Mientras, en las posesiones en que Haliburton se queda atrapado sin pase, sin bote, sin aire… está también encapsulado el problema de Indiana, donde Siakam trata pero no da la réplica. Cuando no hay desborde, cuando el primer pase no genera ventaja, el equipo colapsa en media pista sin talento inventivo para salir del embrollo.

«¡Sentenciado estoy a muerte! yo me río; no me abandone la suerte»

Y con todo lo dicho, sería muy torpe por nuestra parte dar las Finales por terminadas y por muertos a Indiana.

Hay algo admirable en su obstinación. En la manera en que Rick Carlisle ha sido capaz de reinventar su rotación desde el Game 1 (menos minutos de Nesmith, más protagonismo de McConnell) para intentar encontrar nuevas rendijas. En cómo Siakam, pese a las dudas, sigue sumando silenciosamente con cortes a la espalda. En cómo Toppin inyecta energía y despresuriza el espacio. Y en cómo han llegado hasta aquí, contra todo pronóstico real o imaginario.
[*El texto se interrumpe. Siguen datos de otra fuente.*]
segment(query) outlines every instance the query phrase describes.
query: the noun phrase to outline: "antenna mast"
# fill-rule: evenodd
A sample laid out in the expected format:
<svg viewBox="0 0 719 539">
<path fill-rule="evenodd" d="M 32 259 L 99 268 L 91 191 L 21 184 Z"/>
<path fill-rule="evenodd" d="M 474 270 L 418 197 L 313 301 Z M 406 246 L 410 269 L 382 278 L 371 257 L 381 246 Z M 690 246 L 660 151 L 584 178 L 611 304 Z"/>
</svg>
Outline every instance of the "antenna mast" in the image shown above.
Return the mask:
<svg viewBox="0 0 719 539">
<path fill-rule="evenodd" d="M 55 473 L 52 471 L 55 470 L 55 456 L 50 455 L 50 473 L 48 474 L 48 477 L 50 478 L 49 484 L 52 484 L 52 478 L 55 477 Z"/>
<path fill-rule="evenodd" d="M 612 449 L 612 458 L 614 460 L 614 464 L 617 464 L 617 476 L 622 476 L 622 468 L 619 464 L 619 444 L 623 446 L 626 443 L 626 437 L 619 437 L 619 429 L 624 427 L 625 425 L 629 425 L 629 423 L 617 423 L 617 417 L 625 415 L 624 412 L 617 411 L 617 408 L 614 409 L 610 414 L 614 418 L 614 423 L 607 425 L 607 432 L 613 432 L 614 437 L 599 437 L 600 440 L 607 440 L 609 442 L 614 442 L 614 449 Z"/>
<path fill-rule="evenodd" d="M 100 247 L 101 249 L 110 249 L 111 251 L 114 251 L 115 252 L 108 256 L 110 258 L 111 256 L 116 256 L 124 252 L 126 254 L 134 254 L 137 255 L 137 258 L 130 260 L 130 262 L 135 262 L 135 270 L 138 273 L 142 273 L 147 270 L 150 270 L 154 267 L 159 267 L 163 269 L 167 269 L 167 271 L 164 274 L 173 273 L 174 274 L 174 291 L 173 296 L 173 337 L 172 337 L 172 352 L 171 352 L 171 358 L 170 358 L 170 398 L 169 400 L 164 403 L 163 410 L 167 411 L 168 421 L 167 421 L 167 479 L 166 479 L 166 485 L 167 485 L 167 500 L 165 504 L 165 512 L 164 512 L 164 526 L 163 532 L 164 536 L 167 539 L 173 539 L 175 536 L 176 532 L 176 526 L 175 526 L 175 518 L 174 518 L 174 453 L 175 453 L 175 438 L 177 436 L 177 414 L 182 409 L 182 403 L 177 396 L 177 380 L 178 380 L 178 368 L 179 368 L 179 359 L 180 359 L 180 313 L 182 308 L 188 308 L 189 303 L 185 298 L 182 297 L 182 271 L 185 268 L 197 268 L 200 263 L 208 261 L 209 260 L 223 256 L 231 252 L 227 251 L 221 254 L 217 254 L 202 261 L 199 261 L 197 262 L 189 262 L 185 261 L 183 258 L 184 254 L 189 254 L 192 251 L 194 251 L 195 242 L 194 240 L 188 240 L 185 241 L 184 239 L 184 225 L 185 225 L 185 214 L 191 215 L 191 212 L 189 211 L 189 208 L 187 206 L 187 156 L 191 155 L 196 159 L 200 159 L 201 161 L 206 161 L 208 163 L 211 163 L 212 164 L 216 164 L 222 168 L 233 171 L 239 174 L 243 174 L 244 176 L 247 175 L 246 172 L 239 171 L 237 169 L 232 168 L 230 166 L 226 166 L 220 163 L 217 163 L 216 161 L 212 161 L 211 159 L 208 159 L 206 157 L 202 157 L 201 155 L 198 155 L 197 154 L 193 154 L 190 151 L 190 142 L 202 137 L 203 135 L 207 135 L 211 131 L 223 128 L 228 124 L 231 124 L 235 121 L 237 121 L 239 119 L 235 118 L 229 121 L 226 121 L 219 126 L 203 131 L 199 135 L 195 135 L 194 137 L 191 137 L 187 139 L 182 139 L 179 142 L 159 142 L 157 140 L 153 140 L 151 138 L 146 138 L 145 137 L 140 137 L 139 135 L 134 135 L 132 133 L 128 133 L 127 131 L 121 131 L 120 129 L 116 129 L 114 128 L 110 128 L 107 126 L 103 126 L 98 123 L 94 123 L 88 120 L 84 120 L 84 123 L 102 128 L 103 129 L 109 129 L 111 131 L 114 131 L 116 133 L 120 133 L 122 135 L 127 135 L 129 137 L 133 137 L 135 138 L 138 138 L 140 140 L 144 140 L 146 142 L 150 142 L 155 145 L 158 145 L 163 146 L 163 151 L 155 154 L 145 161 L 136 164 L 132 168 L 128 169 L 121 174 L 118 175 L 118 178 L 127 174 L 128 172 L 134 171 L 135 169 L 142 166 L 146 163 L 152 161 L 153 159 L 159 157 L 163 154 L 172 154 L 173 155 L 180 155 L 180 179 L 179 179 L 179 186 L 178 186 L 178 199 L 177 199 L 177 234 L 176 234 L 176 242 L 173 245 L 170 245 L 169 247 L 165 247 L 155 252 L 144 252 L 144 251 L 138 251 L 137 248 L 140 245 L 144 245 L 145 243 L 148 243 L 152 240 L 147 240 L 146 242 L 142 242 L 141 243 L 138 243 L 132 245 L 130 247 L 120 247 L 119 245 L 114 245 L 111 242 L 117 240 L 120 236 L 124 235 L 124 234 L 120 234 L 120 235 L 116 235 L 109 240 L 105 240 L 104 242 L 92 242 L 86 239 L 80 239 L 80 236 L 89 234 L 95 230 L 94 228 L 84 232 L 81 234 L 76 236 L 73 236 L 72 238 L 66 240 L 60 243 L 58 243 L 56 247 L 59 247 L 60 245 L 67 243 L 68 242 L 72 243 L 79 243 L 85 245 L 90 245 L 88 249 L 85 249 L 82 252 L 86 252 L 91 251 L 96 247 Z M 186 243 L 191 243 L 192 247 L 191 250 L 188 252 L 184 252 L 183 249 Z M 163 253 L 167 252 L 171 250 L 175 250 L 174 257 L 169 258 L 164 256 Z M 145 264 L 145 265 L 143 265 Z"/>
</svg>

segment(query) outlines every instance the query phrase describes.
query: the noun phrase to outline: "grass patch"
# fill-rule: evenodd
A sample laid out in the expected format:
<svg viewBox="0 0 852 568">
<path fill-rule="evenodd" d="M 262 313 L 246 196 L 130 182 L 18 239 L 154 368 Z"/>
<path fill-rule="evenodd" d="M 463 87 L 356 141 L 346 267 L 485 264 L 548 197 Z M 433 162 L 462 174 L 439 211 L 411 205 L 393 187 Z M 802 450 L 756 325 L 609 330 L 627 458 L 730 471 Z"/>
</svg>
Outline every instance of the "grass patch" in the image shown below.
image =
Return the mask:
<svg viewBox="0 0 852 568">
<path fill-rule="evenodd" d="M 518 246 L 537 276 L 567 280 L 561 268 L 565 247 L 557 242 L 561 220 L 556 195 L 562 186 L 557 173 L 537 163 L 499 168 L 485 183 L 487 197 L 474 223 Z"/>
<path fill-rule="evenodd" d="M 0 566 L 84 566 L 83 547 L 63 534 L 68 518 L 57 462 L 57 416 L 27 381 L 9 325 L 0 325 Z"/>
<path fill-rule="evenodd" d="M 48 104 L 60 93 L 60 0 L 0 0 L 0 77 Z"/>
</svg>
Oklahoma ignoró la estadística (esa que indica que sólo el  19% de los equipos voltean un 2-1 en contra en las Finales). Ahora les toca a ellos fijarse en los Cavs 2016, los Heat 2013, los Lakers 2010, los Rockets 1994, los Lakers 1998, los Bullets 1978, los Celtics 1969, los Celtics 1962 y los Nationals 1955… e ignorar el resto.


OKC no les va a regalar nada.

El equipo de Daigneault ha alcanzado esa fase en la que cada jugador entiende qué debe hacer, cuándo y con quién, sin más indicaciones que su pulsión interna. En la que se percibe estructura incluso en el interior del caos. En la que Shai no necesita aparentar ser la estrella para marcar el ritmo. En la que Jalen Williams puede jugar el partido de su vida sin que éste resuene a ‘chiripa’.

Los Pacers, dignos piratas de Espronceda, necesitan algo más que fe y épica. Necesitan precisión atómica, claridad en los roles y una ejecución casi sin errores.

Y lo necesitan no una vez sino dos. Pero al menos una.

Que estas Finales merecen un Game 7.